Dinobryon is a type of microscopic algae. It is one of the 22 genera in the family Dinobryaceae. Dinobryon are mixotrophs, capable of obtaining energy and carbon through photosynthesis and phagotrophy of bacteria. The genus comprises at least 37 described species. The best-known species are D. cylindricum and D. divergens, which come to the attention of humans annually due to transient blooms in the photic zone of temperate lakes and ponds. Such blooms may produce volatile organic compounds (VOCs) that produce odors and affect water quality.

Dinobryon can exist as free-living, solitary cells or in branching colonies.

==Ecology==
Though most commonly found in freshwater lakes and ponds, Dinobryon have also been documented flourishing in lotic and estuarine habitats.

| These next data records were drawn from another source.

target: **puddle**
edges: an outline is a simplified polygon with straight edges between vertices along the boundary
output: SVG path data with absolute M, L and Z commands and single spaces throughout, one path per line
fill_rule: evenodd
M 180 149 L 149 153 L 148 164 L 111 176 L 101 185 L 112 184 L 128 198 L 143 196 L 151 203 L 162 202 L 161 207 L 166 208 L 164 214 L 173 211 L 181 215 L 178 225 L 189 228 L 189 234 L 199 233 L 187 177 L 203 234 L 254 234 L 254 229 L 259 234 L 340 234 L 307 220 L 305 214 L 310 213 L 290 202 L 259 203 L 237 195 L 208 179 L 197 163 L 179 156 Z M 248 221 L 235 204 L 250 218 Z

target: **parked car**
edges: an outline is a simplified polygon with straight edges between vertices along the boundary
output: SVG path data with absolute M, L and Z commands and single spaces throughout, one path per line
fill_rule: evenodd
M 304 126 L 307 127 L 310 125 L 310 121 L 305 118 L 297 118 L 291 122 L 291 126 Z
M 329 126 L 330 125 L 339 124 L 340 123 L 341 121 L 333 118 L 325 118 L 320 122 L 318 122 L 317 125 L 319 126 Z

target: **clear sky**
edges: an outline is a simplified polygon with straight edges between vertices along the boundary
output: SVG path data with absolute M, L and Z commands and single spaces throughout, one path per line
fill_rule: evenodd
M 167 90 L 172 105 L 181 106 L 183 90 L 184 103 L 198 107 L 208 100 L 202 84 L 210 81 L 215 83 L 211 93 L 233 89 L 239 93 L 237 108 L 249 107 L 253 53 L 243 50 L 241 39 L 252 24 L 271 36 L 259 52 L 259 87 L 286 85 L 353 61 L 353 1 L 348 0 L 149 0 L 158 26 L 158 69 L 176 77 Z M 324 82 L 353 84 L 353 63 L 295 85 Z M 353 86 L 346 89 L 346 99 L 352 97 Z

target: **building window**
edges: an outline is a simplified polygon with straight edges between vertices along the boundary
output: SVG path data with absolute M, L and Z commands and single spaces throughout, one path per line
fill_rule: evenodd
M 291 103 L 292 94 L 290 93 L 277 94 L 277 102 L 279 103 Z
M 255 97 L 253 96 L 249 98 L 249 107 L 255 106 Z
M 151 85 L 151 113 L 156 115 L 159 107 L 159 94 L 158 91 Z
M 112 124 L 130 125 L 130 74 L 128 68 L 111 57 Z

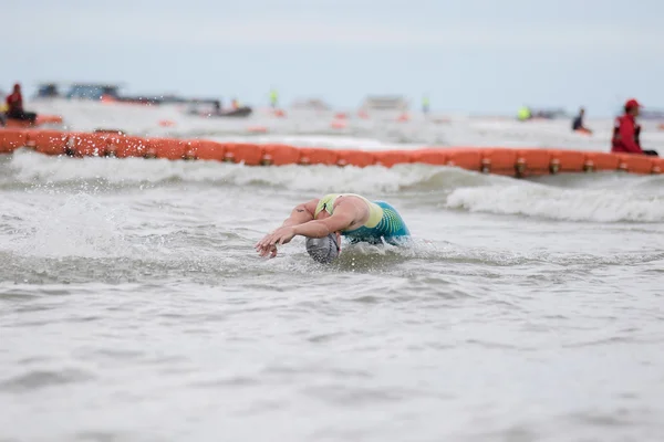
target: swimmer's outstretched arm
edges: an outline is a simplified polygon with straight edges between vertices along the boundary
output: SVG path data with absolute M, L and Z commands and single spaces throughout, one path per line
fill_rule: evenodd
M 342 231 L 349 225 L 351 225 L 355 219 L 355 213 L 349 209 L 352 208 L 339 207 L 334 211 L 334 214 L 330 218 L 325 218 L 324 220 L 313 220 L 303 224 L 293 225 L 293 236 L 302 235 L 307 238 L 323 238 L 329 235 L 330 233 Z

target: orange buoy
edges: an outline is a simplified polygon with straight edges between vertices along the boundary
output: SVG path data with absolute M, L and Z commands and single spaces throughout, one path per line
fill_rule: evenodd
M 247 131 L 251 134 L 267 134 L 268 128 L 266 126 L 249 126 Z
M 300 149 L 301 165 L 325 165 L 335 166 L 339 159 L 336 150 L 323 149 L 320 147 L 303 147 Z
M 338 166 L 367 167 L 376 164 L 376 157 L 364 150 L 338 150 Z
M 162 127 L 174 127 L 175 122 L 172 119 L 159 119 L 159 126 Z
M 342 123 L 345 123 L 342 120 Z M 142 138 L 108 130 L 107 133 L 69 133 L 60 130 L 0 129 L 0 154 L 20 147 L 45 155 L 74 157 L 145 157 L 203 159 L 245 164 L 247 166 L 324 165 L 383 166 L 429 164 L 466 170 L 528 177 L 560 172 L 622 170 L 632 173 L 663 173 L 664 158 L 635 154 L 579 151 L 505 147 L 432 147 L 418 150 L 335 150 L 317 147 L 248 143 L 217 143 L 203 139 Z
M 11 154 L 28 144 L 28 134 L 20 129 L 0 130 L 0 154 Z

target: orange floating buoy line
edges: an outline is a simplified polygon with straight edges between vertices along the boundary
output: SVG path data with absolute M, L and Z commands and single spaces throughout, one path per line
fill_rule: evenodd
M 662 173 L 664 158 L 643 155 L 504 147 L 429 147 L 417 150 L 334 150 L 280 144 L 220 143 L 205 139 L 137 137 L 122 131 L 69 133 L 0 129 L 0 154 L 27 147 L 45 155 L 71 157 L 142 157 L 216 160 L 247 166 L 383 166 L 426 164 L 484 173 L 530 177 L 564 172 L 618 170 Z

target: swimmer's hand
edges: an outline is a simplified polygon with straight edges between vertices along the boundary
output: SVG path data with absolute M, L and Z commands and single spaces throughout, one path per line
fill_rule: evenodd
M 288 244 L 295 235 L 295 230 L 292 225 L 284 225 L 276 231 L 268 233 L 262 240 L 256 243 L 256 251 L 260 256 L 270 255 L 277 256 L 277 245 Z

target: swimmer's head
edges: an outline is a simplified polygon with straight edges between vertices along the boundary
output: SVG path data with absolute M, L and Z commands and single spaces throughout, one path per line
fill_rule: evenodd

Large blooms of Dinobryon are documented most commonly in oligo- to meso- trophic temperate lakes and ponds, though they have also been observed in eutrophic waters. Such blooms regularly occur during springtime at the onset of thermal stratification, and commonly occur following a diatom bloom. The blooms are initiated from resting siliceous spores called statospores that lay dormant on the lake bottom through the winter. Increased spring insolation causes them to germinate, producing amoeboid cells that generate two flagella and encase themselves in a vase-like cellulosic lorica. These motile cells rise into photic waters where they proliferate.